第1章 フュウザン会第一回展に参集した人々
清宮彬、斉藤與里、岸田劉生、木村荘八、川上涼花、萬鉄五郎、田中恭吉、小林徳三郎、藤井、高村光太郎、濱田葆光・・・らが参加したのは、木村の作品からもわかっている。
その彼らの作品を集めている。絵画、工芸品などなど。
その中でも特に目を惹くのがチラシ下段左端・斎藤『木蔭』だった。
彼の作品は日本家屋の中で鶯の声を聴くだけのものであっても、そこに何らかの物語があるような気にさせられる。
この『木蔭』も無論そうだ。色調はパステルカラーとアースカラーと言うあいまいなもので構成されているのだが、印象に残るものだった。思えば斎藤の作品は全て、印象に残るもの、だといえる。この装飾性は尊いくらい稀有なのだが、どうしてか回顧展が開かれない。あれば万難を排してなんとか出かけたく思う。

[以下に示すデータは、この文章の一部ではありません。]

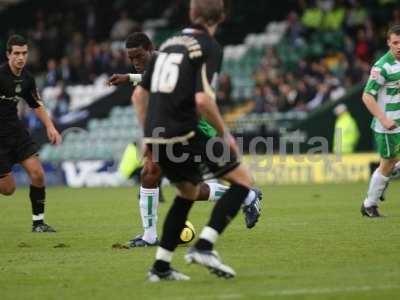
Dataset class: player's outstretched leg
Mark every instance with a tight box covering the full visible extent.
[147,191,193,282]
[360,159,396,218]
[128,160,161,248]
[21,156,56,232]
[185,166,252,278]
[379,161,400,201]
[0,173,16,196]
[198,181,262,229]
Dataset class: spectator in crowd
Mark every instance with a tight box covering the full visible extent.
[217,73,232,113]
[52,82,71,121]
[45,58,59,86]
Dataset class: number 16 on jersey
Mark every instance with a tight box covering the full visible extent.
[151,53,183,94]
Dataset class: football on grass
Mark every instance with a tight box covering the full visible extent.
[179,221,196,244]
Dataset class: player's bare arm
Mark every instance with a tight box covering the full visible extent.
[107,73,142,86]
[33,106,61,145]
[131,86,149,128]
[195,92,238,154]
[362,93,397,130]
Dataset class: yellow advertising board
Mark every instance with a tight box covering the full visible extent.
[242,153,379,184]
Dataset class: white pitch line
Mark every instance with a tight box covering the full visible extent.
[170,284,400,300]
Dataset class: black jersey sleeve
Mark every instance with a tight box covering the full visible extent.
[24,77,42,108]
[139,55,157,91]
[195,42,222,99]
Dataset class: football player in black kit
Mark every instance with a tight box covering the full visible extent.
[0,35,61,232]
[134,0,253,282]
[108,32,262,248]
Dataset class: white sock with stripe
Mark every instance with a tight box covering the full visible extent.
[390,161,400,178]
[206,182,229,202]
[364,169,390,207]
[243,190,257,206]
[139,187,159,243]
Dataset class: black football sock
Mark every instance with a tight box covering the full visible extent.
[153,196,193,272]
[158,182,165,202]
[160,196,193,252]
[195,184,250,250]
[29,185,46,225]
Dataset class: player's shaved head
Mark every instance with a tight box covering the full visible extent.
[190,0,225,26]
[387,24,400,39]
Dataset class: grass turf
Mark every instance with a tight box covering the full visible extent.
[0,182,400,300]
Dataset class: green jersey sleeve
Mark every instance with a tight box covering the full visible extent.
[364,65,386,97]
[198,117,217,138]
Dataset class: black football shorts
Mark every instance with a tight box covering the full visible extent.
[150,131,240,185]
[0,130,39,176]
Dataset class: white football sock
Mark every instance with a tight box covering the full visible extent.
[139,187,159,243]
[199,226,219,244]
[156,246,174,263]
[206,182,229,201]
[390,161,400,178]
[243,190,257,206]
[364,169,390,207]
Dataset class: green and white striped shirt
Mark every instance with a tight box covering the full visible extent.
[364,51,400,133]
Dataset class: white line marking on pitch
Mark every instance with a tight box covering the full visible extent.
[175,285,400,300]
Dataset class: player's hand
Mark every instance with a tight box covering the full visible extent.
[47,127,62,145]
[107,74,129,85]
[380,117,397,130]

劉生『赤土と草』 これは東近美の切通之図の先駆けと言うか前哨戦とも言うべき作品で、なるほどこの絵を描いてから、あれが生まれたのかと納得できる。チラシで見るだけでは実感が伴わないが、赤土と草とのナマナマしいリアルさ、土の感触・草の匂いそれらが目の前にあるような感覚の絵だった。

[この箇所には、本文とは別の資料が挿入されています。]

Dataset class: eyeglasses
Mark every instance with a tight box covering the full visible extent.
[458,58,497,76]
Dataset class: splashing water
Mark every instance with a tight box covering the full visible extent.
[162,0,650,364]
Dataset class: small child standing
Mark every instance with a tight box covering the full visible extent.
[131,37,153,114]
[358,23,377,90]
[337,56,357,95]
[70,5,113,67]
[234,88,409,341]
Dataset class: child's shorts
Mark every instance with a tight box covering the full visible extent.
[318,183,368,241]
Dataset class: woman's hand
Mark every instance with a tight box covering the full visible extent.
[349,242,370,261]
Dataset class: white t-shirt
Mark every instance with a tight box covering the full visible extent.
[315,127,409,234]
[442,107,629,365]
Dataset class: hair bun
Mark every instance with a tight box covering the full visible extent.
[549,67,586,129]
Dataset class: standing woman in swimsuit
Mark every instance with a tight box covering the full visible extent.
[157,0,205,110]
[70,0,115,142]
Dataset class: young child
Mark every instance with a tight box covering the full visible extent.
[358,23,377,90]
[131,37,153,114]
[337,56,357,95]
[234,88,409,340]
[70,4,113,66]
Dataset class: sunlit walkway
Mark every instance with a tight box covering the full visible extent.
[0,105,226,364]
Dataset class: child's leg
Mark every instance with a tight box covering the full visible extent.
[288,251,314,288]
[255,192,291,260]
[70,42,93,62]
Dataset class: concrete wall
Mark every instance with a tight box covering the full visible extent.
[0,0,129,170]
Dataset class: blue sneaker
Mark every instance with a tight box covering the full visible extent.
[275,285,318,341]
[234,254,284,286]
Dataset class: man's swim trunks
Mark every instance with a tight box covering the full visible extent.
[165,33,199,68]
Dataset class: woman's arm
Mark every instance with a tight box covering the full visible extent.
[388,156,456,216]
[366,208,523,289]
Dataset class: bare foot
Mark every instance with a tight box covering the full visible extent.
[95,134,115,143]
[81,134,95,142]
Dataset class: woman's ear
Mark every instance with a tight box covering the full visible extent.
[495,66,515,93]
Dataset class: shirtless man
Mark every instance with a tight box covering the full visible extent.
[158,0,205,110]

荘八『祖母と仔猫』  長兄・荘一の肖像同様、親しい距離がある。おばあさんに抱かれる仔猫は気持ちよさげで、おばあさんも穏やかな日々の中に埋没している。
少しばかりゴッホの描く女の人に似ているような気もした。

わたしはあまり萬鉄五郎を好きではない。東近美所蔵の雲のある自画像などは、頭の上にエクトプラズムが出てて、つのだじろうの描く亡霊みたいだと常々思っている。
しかしここで見た『風景(春)』 この作品は悪くないと感じた。ピンクと臙脂色の共演が、いかにも春らしくて、和やかさと同時に浮かれ心が湧き出してくる。そしてやっぱりこれが東北の春のような気がするのだ。じわじわではなく一挙に、春。それを萬は描いている。

田中恭吉の版画作品には、いつもせつなさと焦燥感を感じる。その焦燥感はわたしの勝手な焦燥感なので、田中には無関係なものだが。せつなさで胸が疼く、というのが一番正しい。だからどの作品を見ても(広告であったりカットであっても)秘かに胸のきやきやするのを止められないでいる。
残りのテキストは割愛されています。